Sundowners, cocktails and unparalleled views of Singapore, all at this rooftop bar Smoke & Mirrors inside the historic National Gallery Singapore? Count us in!
The land of landmarks, a cityscape dotted with skyscrapers, a skyline always ready for its next cover-worthy shot, an indecisive weather oscillating between light pours and tropical sunshine and a curious crowd waiting to discover the next gem in the world of food and drinks – Singapore is just the right kind of overwhelming destination that hides surprises on every turn and street. But lucky for the gourmands, you don’t have to look too hard for this tipple-friendly gem that stands right in the nexus of the central business district of Singapore, drenched in an air of panache, history and lots of art.
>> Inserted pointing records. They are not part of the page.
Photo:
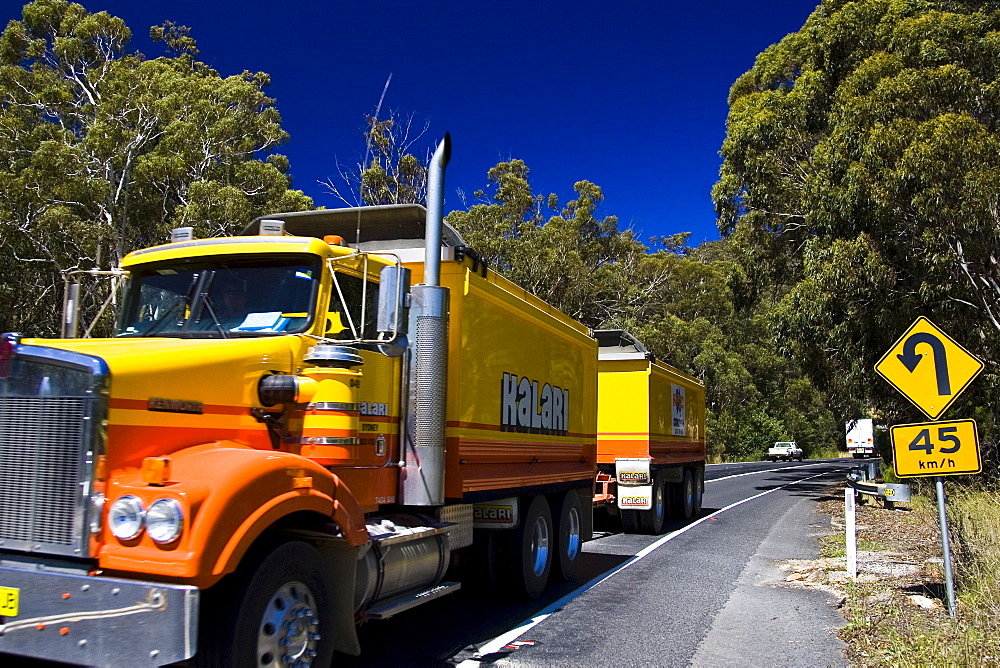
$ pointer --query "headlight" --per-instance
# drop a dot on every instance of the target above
(126, 517)
(164, 520)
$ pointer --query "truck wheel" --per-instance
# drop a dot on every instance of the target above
(682, 506)
(699, 491)
(651, 520)
(569, 533)
(527, 551)
(280, 613)
(630, 521)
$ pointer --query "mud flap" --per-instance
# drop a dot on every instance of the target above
(342, 559)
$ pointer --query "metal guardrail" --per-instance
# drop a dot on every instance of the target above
(861, 479)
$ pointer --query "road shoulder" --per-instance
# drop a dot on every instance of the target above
(767, 624)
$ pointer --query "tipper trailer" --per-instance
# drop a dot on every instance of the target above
(860, 438)
(650, 436)
(288, 435)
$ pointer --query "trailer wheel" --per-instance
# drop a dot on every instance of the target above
(533, 540)
(651, 521)
(280, 614)
(569, 532)
(630, 521)
(682, 497)
(699, 491)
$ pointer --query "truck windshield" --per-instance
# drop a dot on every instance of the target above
(220, 297)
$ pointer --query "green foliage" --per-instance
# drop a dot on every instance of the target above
(103, 151)
(862, 181)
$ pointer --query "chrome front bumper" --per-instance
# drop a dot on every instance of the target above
(96, 621)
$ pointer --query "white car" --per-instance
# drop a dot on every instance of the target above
(785, 451)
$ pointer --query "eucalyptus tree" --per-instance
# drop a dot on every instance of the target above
(103, 151)
(861, 181)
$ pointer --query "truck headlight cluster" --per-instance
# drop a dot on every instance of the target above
(163, 520)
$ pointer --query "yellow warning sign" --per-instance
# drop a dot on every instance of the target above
(929, 367)
(936, 448)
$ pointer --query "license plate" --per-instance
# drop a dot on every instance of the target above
(9, 597)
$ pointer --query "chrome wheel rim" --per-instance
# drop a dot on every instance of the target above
(288, 631)
(573, 528)
(540, 546)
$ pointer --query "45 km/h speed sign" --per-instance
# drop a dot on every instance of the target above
(936, 448)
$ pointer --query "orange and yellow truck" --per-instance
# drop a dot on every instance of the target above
(288, 434)
(650, 436)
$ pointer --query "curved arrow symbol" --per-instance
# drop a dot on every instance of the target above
(911, 359)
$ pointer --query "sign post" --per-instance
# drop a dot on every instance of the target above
(931, 369)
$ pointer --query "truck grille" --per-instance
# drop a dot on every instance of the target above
(50, 417)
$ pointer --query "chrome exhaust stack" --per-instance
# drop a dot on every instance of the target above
(422, 482)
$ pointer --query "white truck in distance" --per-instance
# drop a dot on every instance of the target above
(860, 438)
(785, 451)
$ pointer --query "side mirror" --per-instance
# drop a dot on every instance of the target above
(394, 287)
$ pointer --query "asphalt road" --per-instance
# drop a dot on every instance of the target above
(700, 594)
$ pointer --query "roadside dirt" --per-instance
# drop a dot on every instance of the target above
(900, 574)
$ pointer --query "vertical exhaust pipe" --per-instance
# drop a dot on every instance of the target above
(435, 211)
(422, 482)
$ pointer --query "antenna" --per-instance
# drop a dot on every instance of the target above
(364, 164)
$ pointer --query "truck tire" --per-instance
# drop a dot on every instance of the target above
(651, 521)
(527, 552)
(682, 498)
(630, 521)
(279, 612)
(699, 490)
(569, 537)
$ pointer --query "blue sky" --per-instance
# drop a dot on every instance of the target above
(628, 95)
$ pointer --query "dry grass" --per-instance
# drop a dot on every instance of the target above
(896, 610)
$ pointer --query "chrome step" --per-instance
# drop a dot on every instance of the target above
(393, 606)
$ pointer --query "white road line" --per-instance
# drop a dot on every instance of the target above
(500, 641)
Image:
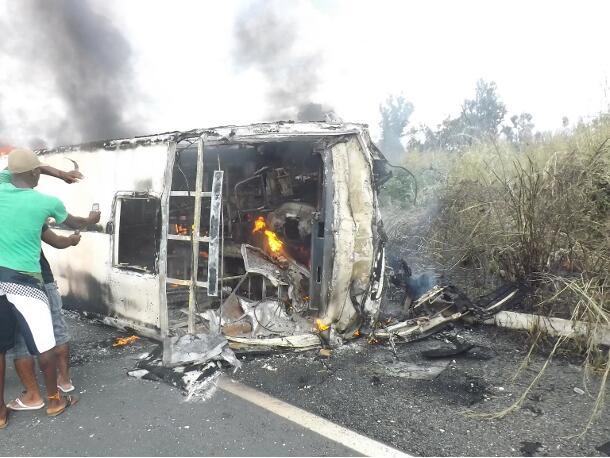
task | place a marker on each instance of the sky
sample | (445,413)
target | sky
(188,68)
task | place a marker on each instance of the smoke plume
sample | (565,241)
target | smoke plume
(87,59)
(266,40)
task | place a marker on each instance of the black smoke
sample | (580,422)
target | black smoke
(266,37)
(88,62)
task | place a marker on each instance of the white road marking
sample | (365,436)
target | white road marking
(328,429)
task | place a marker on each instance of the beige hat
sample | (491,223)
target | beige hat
(22,160)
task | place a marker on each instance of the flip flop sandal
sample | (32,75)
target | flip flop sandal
(70,401)
(5,424)
(69,390)
(18,404)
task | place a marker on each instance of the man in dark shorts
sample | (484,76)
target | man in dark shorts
(23,301)
(31,399)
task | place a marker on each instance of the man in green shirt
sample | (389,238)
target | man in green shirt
(23,302)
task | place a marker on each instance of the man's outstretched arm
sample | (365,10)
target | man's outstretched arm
(69,177)
(79,222)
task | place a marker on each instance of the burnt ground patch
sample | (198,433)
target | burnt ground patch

Dubbed Smoke & Mirrors, this rooftop bar is elegantly nested on one of the most iconic buildings in the city, National Gallery Singapore overlooking the most riveting views of the cosmopolitan city, including the Singapore Flyer, Marina Bay Sands and the F1 circuit on St. Andrews Road in front of the gallery that hosted Singapore Grand Prix 2022!
Through the museum, inside the bar…
It’s the mind-rousing jaunt through the National Gallery Singapore that makes the visit to Smoke & Mirrors, one of Asia’s 50 Best Bars 2022 on the sixth level all the more intriguing. The museum is laced with the city’s history and socio-political heritage inside and outside, built on the combined grounds of Singapore’s two prime icons, City Hall and erstwhile Supreme Court. Free flowing echoes and visuals of Singapore’s national art and collected Southeast Asian modern art resounds at every step of the gallery.
On one end, glistening white marble floors direct attention to the sculptural and abstract masterpieces, while on the other end, perforated ceilings that mimic a light cane canvas navigate the eyes skywards. The destination, however, is Smoke & Mirrors where the mixologists reminisce the gallery’s artworks and paint it through their art of cocktails. Well, not precisely but abstractly, yes.
The Real Art of Drinking
This special cocktail rendezvous is titled, aptly so, The Real Art of Drinking Volume II. As the tour guide described it to us, the cocktail menu is branched into eight categories. Each category features a pair of cocktails guided by principles of art. The concept interprets art pieces through cocktails, paying homage to the artists and their works through a sundry ingredients and spirits that are poured into the glass one after the other. And that’s how, you drink art inside the most notable museum in Singapore.
The Real Art of Drinking Volume II comes in form of a booklet-like menu that opens up to sixteen different concoctions, each revisiting a certain artwork displayed inside the National Gallery Singapore. After sauntering through the spaces and introducing myself with the artworks, I called for a couple of rounds of cocktails, more out of curiosity of how art takes form of a drink than actually craving one, a first of such realisations for me.
Cocktails that taste like art
First was Kaleidoscope, a scintillating red, fruity-looking but punchy-on-the-palate drink made with Mount Gay Black Barrel Rum, Tempranillo Wine, Blackberries, Lemon Juice and Sugar. The cocktail inspired by artist Choy Weng Yang’s work Horizontals I, an oil on canvas painting that deep dives into the charm of multitude of colours and the emotions they convey.
Next in line was Moves like Jigger, a truly tropical-looking drink served in a white coconut shell crafted with Bacardi Reserva Ocho, Bacardi Coconut Rum, Orgeat Pineapple, citrus, bitters and longan. The artwork it is inspired from and simulates is Rhythm of Dance by Ho Ho Ying, which in a close and keen glance depicts a blurred bunch of faces melding into one another draped in an all-white hue, dancing to a silent but joyous rhythym. And this is what the cocktail befittingly carries in it too, a dance of zesty flavours that lingers on in the memory.
What was a rather exciting cocktail in the queue next, called Cha Cha Duet, was served in pairs of two, just like the painting it drew influences from – Tea Drinkers by modernist painter Anita Magsaysay-Ho from Philippines. Her art portrays two ladies sipping on two cups of teas, a cross narration of quiet contemplation as well as a sense of harmony, all of which spills into the dual cocktails seamlessly, one made of Haku Vodka Matcha Distillate and Roku Gin and the second made of Chivas Mizunara Blended Scotch.
If this piqued your curiosity and a trip to Singapore’s most spectacular experiences is on your cards soon, you’ll be thrilled to know that Smoke & Mirrors has kickstarted collaborative guided tours with National Gallery Singapore to bring the visitors closer to the world of art, cocktails and a shared love for creativity that keeps surprising.